当您确定输入列表始终遵循您描述的结构时(以分隔符“Break X”元素开始,“Break X”元素连续编号),简单的递归和列表算法就足够了:
% process_list(List1,List2):
% List2 is the list of sublists of List1 when split up according to
% delimiter elements as defined by is_delimiter/1. First element of
% List1 has to be a delimiter.
process_list([],[]).
process_list([Element|Rest],[List|Lists]) :-
is_delimiter(Element),
process_sublist(Rest,List,NewRest),
process_list(NewRest,Lists).
% process_sublist(+List1,-List2,-List3):
% Splits List1 up into List2 and List3, where List2 is everything
% until the first delimiter element.
process_sublist([Element|Rest],[Element|List],NewRest) :-
\+ is_delimiter(Element), !,
process_sublist(Rest,List,NewRest).
process_sublist(List,[],List).
% delimiter = string of the form "Break X"
is_delimiter(String) :-
sub_string(String,0,_,_,"Break ").
?- process_list(["Break 1", "1234", "3212", "9393", "7417", "Break 2", "9212", "2911"],X).

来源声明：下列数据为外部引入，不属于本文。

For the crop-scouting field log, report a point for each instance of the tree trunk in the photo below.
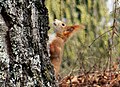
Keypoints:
(24, 59)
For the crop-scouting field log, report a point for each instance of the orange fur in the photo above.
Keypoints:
(63, 32)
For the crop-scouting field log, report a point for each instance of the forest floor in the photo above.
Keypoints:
(94, 79)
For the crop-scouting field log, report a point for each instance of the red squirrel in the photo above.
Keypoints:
(63, 32)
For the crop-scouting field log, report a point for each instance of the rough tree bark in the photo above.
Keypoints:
(24, 59)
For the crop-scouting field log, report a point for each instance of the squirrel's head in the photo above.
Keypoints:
(58, 26)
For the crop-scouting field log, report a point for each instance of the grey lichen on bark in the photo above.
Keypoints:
(26, 40)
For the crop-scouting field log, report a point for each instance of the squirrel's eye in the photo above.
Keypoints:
(63, 24)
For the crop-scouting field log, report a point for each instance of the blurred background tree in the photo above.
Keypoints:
(83, 52)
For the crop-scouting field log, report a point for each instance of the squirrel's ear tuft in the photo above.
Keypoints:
(81, 26)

X = [["1234", "3212", "9393", "7417"], ["9212", "2911"]].
?- process_list(["Break 1", "1234", "3212", "9393", "7417", "Break 2", "9212", "2911", "Break 3", "8357", "837", "67865"],X).
X = [["1234", "3212", "9393", "7417"], ["9212", "2911"], ["8357", "837", "67865"]].
?- process_list(["Break 1", "1234", "3212", "9393", "7417", "Break 2", "9212", "2911", "Break 3", "8357", "837", "67865", "Break 4", "Break 5"],X).
X = [["1234", "3212", "9393", "7417"], ["9212", "2911"], ["8357", "837", "67865"], [], []].
你能提供更多的细节吗?例如,列表的长度是常量吗?您只需要第一个列表中的前四个元素还是原始列表中的一半元素?能否提供更多详细信息?例如,列表的长度是常量吗?您只需要第一个列表中的前四个元素还是原始列表中的一半元素?